MacHu-GWU / uszipcode-project

USA zipcode programmable database, includes up-to-date census and geometry information.
MIT License
231 stars 49 forks source link

Fuzzy match error: by_city_and_state changes the city when it is not ambiguously spelled. #35

Open kosar opened 4 years ago

kosar commented 4 years ago

Describe the bug Searching for a zip code by city (by_city_and_state) is returning a zip code for a city who's name is close to the one provided, but unnecessarily so, since the city provided is unambiguous.

A clear and concise description of what the bug is. Searching for city state : 'burien' , 'wa' returns a zip code for 'Burlington, WA'

To Reproduce by_city_and_state using above test case.

Steps to reproduce the behavior: import pandas as pd from uszipcode import SearchEngine searchObject = SearchEngine(simple_zipcode=True) strCity='burien' strState='WA' res = searchObject.by_city_and_state(strCity, strState, returns=100) res[0] SimpleZipcode(zipcode='98233', zipcode_type='Standard', major_city='Burlington', post_office_city='Burlington, WA', common_city_list=['Burlington'], county='Skagit County', state='WA', lat=48.5, lng=-122.4, timezone='Pacific', radius_in_miles=10.0, area_code_list=['360'], population=14871, population_density=439.0, land_area_in_sqmi=33.85, water_area_in_sqmi=0.26, housing_units=5897, occupied_housing_units=5522, median_home_value=232700, median_household_income=52906, bounds_west=-122.444478, bounds_east=-122.285302, bounds_north=48.620048, bounds_south=48.444658)
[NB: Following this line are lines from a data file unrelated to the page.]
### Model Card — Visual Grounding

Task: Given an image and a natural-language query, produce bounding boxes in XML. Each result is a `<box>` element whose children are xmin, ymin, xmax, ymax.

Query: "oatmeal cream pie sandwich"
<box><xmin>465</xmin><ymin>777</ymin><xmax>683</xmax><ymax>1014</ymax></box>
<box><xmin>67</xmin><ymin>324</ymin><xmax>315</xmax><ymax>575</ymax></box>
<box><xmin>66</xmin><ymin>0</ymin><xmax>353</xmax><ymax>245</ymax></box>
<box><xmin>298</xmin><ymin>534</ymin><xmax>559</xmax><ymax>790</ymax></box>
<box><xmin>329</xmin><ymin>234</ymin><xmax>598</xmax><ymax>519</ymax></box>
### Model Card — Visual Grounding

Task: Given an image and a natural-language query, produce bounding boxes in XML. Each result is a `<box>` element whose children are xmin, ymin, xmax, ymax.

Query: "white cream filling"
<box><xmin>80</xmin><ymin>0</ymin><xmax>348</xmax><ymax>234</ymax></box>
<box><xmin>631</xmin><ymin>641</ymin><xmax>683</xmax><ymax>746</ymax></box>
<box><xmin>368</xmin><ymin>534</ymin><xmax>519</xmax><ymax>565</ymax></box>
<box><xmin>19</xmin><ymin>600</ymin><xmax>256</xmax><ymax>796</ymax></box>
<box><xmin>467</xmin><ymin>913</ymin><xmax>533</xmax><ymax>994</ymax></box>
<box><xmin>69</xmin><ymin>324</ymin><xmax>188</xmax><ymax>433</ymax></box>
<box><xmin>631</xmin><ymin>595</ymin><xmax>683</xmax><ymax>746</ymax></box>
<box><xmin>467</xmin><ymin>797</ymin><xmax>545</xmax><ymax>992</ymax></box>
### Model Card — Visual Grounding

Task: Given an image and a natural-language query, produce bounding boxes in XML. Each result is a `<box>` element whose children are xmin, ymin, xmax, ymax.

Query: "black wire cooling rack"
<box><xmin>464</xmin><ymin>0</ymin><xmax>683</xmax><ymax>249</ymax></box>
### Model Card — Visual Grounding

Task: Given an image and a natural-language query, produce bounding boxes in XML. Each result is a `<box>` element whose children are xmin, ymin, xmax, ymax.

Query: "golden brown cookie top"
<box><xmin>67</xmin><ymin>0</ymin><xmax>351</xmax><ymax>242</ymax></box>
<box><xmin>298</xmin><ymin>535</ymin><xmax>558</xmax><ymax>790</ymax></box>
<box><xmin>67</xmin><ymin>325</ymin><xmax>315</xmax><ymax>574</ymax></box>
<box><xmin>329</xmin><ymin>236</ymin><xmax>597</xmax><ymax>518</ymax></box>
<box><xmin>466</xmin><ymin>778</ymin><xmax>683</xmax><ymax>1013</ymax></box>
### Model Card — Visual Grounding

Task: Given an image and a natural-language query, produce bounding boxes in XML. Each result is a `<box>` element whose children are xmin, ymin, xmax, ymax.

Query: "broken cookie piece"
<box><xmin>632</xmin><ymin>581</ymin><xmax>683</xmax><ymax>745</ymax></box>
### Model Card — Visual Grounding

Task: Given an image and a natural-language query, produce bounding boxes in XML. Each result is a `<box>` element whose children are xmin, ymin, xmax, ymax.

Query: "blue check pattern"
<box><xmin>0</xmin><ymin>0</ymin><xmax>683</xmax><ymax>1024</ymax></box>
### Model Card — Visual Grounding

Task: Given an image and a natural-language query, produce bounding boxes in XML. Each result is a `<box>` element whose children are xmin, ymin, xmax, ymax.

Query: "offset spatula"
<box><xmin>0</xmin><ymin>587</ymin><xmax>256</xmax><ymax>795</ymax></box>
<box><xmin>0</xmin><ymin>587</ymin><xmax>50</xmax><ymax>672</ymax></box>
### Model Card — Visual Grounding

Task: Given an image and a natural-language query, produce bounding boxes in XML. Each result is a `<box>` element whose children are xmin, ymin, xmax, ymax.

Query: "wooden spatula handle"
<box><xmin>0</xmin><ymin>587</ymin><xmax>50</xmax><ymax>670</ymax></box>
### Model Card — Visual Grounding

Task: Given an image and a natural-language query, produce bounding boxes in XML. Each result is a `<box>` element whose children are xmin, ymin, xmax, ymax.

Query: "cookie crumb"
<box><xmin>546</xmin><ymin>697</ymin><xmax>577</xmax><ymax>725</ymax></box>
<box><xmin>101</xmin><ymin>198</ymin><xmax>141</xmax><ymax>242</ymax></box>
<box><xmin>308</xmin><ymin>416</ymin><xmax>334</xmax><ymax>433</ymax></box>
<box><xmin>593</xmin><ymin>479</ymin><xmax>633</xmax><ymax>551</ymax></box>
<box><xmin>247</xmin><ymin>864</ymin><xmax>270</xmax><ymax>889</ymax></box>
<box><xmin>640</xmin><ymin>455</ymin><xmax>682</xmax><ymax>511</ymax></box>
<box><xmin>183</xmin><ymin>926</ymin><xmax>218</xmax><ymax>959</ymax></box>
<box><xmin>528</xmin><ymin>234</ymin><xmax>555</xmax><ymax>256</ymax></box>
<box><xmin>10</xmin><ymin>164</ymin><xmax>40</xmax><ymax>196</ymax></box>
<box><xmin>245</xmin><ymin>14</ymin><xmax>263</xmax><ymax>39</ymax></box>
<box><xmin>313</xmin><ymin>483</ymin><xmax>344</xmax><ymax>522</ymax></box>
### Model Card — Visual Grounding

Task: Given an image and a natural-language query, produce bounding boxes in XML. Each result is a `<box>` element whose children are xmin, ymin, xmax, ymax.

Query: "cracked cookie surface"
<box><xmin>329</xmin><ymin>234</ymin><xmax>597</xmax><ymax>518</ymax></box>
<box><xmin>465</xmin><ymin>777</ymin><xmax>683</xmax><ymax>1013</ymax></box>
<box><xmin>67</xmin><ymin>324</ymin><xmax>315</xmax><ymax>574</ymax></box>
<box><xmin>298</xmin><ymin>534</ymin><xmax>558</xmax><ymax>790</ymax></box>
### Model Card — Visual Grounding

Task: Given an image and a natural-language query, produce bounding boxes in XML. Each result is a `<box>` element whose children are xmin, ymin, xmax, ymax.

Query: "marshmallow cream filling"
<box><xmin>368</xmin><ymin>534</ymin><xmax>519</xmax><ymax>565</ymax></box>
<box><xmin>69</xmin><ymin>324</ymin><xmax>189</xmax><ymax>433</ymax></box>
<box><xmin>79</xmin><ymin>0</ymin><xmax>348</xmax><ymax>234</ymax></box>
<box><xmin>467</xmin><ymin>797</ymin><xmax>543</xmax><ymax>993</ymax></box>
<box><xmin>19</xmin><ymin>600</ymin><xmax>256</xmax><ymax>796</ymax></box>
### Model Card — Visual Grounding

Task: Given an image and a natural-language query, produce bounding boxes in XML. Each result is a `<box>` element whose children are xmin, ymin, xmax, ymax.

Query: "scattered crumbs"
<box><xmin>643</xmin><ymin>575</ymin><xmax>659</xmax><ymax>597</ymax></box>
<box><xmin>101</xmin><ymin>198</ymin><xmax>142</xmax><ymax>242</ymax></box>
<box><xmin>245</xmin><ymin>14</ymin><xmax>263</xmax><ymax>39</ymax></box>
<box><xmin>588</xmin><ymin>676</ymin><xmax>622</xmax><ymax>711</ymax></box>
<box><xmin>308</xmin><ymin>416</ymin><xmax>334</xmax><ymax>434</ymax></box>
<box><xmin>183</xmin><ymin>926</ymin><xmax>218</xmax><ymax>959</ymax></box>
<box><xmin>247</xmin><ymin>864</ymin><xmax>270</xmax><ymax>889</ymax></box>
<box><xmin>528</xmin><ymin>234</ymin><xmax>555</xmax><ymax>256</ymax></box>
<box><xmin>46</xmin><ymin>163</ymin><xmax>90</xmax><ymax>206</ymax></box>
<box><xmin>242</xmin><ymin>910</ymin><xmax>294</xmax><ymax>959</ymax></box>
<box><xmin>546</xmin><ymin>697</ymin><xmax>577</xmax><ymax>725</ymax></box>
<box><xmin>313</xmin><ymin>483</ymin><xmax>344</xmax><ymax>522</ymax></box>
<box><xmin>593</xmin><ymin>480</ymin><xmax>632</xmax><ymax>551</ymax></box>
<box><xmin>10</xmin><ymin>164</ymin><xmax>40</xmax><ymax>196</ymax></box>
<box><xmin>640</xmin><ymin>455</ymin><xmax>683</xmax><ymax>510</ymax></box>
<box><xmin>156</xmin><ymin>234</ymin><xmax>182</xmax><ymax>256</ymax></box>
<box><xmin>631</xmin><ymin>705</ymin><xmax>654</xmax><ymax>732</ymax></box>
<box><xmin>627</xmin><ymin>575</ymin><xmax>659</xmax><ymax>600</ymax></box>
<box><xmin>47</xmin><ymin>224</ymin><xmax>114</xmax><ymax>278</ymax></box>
Expected behavior Should match on 'burien' as that is a valid city in WA.

Screenshots see above, code snippet

Additional context

I love your work, and hope it helps to report this issue. keep it up. I am working on a workaround to this issue, to search by state, and then try to find the match myself for the city name, which defeats some of the purpose of this awesome library. Wondering if there is a better pattern or workaround I could consider, if the above is just a side effect of fuzzy matching. Thanks so much.

MacHu-GWU commented 3 years ago

@kosar good catch. I cannot fix it because it is highly depends on the fuzzy match algorithm I am using.

Yossi commented 1 year ago

Perhaps this project could migrate to https://github.com/maxbachmann/RapidFuzz which seems to still be maintained.

see here https://github.com/seatgeek/fuzzywuzzy/issues/318#issuecomment-888354561

MacHu-GWU commented 1 year ago

@Yossi it says

On Windows the [Visual C++ 2019 redistributable](https://support.microsoft.com/en-us/help/2977003/the-latest-supported-visual-c-downloads) is required

This would be too harsh for windows user. Maybe I can use try ... except ... to let user to choose fuzzywuzzy or rapidfuzz

maxbachmann commented 1 year ago

Actually this is not really the whole truth anymore. In case the c++ implementation is not available it falls back to a pure Python implementation similar to fuzzywuzzy (but without behavior differences between the Python and C++ version).

So while yes it is recommended to install the c++ redistributable for performance reasons, this is not really needed for the library to work anymore.